# What is the null hypothesis in the Mann-Whitney test?

Let $X_1$ be a random value from distribution 1 and let $X_2$ be a random value from distribution 2. I thought that the null hypothesis for the Mann-Whitney test was $P(X_1 < X_2) = P(X_2 < X_1)$.

If I run simulations of the Mann-Whitney test on data from normal distributions with equal means and equal variances, with $\alpha=0.05$, I get Type I error rates which are very close to 0.05. However, if I make the variances unequal (but leave the means equal), the proportion of simulations in which the null hypothesis is rejected becomes larger than 0.05, which I didn't expect, since $P(X_1 < X_2) = P(X_2 < X_1)$ still holds.

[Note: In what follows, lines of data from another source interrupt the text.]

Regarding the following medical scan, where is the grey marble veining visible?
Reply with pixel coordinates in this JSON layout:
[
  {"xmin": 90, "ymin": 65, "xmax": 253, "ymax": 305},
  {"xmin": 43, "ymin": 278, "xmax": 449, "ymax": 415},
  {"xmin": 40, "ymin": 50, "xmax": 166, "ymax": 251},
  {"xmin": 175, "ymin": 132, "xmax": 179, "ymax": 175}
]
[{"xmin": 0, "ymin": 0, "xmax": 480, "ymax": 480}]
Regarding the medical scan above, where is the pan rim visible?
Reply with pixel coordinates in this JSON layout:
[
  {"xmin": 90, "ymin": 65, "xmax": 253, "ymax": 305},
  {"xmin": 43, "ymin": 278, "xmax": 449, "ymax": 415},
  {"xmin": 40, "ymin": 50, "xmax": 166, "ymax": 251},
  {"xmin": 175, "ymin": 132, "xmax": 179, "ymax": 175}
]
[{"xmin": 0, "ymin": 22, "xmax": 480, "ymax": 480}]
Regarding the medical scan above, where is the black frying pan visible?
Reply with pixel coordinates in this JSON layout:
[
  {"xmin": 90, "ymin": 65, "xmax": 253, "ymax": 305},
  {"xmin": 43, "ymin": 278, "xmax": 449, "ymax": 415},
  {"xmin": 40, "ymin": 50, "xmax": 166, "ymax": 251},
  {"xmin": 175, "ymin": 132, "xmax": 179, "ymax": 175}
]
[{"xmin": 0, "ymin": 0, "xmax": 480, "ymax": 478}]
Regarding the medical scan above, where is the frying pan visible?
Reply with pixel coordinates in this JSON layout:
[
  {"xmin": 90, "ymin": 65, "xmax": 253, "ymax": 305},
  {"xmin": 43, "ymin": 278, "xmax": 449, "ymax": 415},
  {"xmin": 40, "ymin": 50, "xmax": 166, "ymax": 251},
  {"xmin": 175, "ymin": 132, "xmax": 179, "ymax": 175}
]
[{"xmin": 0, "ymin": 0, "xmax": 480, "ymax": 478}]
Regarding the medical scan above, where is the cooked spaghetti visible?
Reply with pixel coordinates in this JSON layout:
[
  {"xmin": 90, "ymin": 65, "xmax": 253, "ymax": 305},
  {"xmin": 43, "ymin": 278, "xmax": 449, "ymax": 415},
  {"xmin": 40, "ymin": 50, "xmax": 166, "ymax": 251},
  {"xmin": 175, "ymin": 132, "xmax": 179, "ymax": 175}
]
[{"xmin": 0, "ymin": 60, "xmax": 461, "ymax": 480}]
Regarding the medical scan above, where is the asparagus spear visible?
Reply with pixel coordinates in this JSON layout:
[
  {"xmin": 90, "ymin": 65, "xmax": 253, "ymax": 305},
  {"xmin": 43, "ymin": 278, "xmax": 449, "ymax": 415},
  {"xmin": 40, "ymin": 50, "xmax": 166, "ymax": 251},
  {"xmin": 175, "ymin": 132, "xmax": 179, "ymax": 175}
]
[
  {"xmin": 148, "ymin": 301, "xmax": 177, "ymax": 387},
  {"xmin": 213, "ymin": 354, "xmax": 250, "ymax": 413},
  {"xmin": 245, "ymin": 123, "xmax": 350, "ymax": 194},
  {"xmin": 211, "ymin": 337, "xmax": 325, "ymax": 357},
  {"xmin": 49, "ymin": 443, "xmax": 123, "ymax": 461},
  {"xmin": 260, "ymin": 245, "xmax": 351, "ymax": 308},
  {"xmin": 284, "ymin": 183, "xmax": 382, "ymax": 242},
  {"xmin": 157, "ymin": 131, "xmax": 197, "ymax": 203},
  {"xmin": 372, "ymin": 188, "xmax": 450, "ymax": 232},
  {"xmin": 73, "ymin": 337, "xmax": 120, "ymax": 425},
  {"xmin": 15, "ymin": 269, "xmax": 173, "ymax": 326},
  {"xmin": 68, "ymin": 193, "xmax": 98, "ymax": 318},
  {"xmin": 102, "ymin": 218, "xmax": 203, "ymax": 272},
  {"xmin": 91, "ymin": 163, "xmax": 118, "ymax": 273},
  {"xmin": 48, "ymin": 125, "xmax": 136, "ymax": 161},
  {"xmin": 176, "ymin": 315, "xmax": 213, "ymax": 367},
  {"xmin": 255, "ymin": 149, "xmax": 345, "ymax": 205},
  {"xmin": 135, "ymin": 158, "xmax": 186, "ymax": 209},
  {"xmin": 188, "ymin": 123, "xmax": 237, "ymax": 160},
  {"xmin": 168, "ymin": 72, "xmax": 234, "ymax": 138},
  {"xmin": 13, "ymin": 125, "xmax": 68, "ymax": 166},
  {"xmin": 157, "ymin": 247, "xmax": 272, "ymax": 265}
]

This happens when I use wilcox.test in R, regardless of whether I have exact=TRUE, exact=FALSE, correct=TRUE, or exact=FALSE, correct=FALSE.

Is the null hypothesis something different from what I've written above, or is it just that the test is inaccurate in terms of Type I error if the variances are unequal?

Let $F$ be the distribution function corresponding to population 1 and $G$ be the distribution function corresponding to population 2. The null hypothesis is: $H_O: F(t)=G(t)$ for every $t$. The null hypothesis asserts that the $X$ variable and the $Y$ variable have the same probability distribution, but the common distribution is not specified.
Strictly speaking this describes the Wilcoxon test, but $U=W-\frac{n(n+1)}{2}$, so they're equivalent.